FATE 04

32.9K 1.4K 27
                                    

Sera kelebihan ASI, ukuran buah dadanya yang lebih besar dari anak-anak seusianya membuat kesuburan ASI melimpah, tidak disedot bayinya pun ASInya terus keluar dan Sera harus terus memompa dan membuangnya karena jika dibiarkan terasa sakit.

“ASI kamu subur banget, biarin dedeknya asi eksklusif enam bulan ya, Ra. Kamu gak keberatan, kan?” tanya Alma ketika melihat keponakannya menyedot puting Sera dengan rakusnya.

“Keberatan kenapa, Kak? Dia kan anak aku,” balas Sera sedikit merasa tersinggung.

Alma tersenyum dan mengangguk saja mendengar jawaban Sera, menunggu si bayi terlelap dulu.

“Ra, ini kamu tanda tangan di sini, ya? Kamu boleh baca dulu semuanya.” Kak Alma menyerahkan beberapa lembar kertas pada Sera setelah Sera menidurkan bayinya di tempat tidur khusus bayi.

“Harus banget sekarang, Kak?” tanya Sera yang mendadak lemas membaca judul dari berkas tersebut.

Sebuah surat perjanjian tentang adopsi anak.

Isinya yang Sera baca pertama kali adalah; Sera tidak dalam paksaan memberikan anaknya, apapun yang terjadi Sera tidak boleh mengaku sebagai ibunya pada anaknya suatu hari nanti.

Baru dua poin saja Sera sudah sesak lebih dulu, tidak mampu melanjutkan bacaannya lebih banyak lagi.

“Kak, aku gak bisa,” lirih Sera menyerahkan kembali berkas itu.

Kak Alma menghela napas beratnya, cukup memahami apa yang dirasakan Sera.

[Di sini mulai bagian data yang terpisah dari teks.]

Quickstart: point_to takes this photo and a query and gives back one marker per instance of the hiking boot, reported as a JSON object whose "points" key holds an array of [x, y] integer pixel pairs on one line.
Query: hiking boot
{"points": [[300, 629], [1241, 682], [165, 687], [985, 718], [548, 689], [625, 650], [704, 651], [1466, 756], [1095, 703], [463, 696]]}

“Ra, masa depan kamu masih panjang. Kamu harus lanjutin dan jangan berakhir cuma menjadi seorang ibu, kamu masih bisa nikmatin masa muda kamu dan tetep masih bisa ketemu dan main sama anak kamu kapanpun kamu mau,” lirih Kak Alma mencoba memberi pemahaman pada Sera.

“Ra, ini yang terbaik buat kamu juga buat anak kamu. Kamu mau, kan, memberikan yang terbaik buat anak kamu?” Sera masih diam dan hanya menunduk.

“Ra, Kakak sama Mas Bayu sama-sama gak bisa punya anak. Kakak pasti menyayangi anak kamu melebihi apapun.” Mendengar ucapan Alma malah membuat Sera semakin terisak, ia tidak mau dipisahkan dengan anaknya, itu saja.

“Ra, Kakak ngerti apa yang kamu rasa. Kamu gak akan pernah kehilangan anak kamu, kita urus sama-sama, sama Jendra juga.”

“Ra, kamu masih mau lanjut sekolah, kan? Jalan satu-satunya cuma ini, gak boleh ada yang tahu kalau kamu udah punya anak.”

“Kak,” isak Sera. “Bisa gak tanda tangannya jangan sekarang, bayi aku baru aja lahir.”

“Karena itu, secepatnya harus kamu tandatangani, anak kamu butuh kejelasan dan identitas. Kakak harus pura-pura abis lahiran kalau kamu lupa,” balas Alma tetap dengan nada tenang dan lembut.

Dan setelah semua bujukan akhirnya Sera menandatangi surat itu, ia enggan membaca semua poin karena itu menyakitkan untuknya.

“Makasih ya, Ra, kerja samanya. Kakak janji bakal bahagiain dia seperti anak kandung Kakak sendiri.” Sera tak membalas apapun, tangannya serasa gemetar setelah menandatanganinya dengan perasaan sesak dan sakit.

“Jendra juga bakal tanda tangan karena dia ayah biologisnya.”

“Oh iya, kamu kapan mau lanjut ke sekolah umum lagi? Secepatnya lebih baik ya biar kamu bisa happy sama temen-temen kamu lagi.”

“Terserah Kakak aja,” balas Sera pelan.

“Mau balik ke sekolah lama atau pindah ke sekolah baru aja?” tanya Alma antusias.

“Sekolah lama aja, Kak. Biar ada Jendra.”

“Oke, soal biaya sekolah dan uang saku kamu semuanya Kakak yang nanggung sampai kuliah kamu. Tempat tinggal juga kamu boleh tetep tinggal di sini kita sama-sama ngurusin anak kita, ya?” Mendengar ucapan terakhir Alma membuat Sera langsung mengangkat wajahnya dengan binar di mata.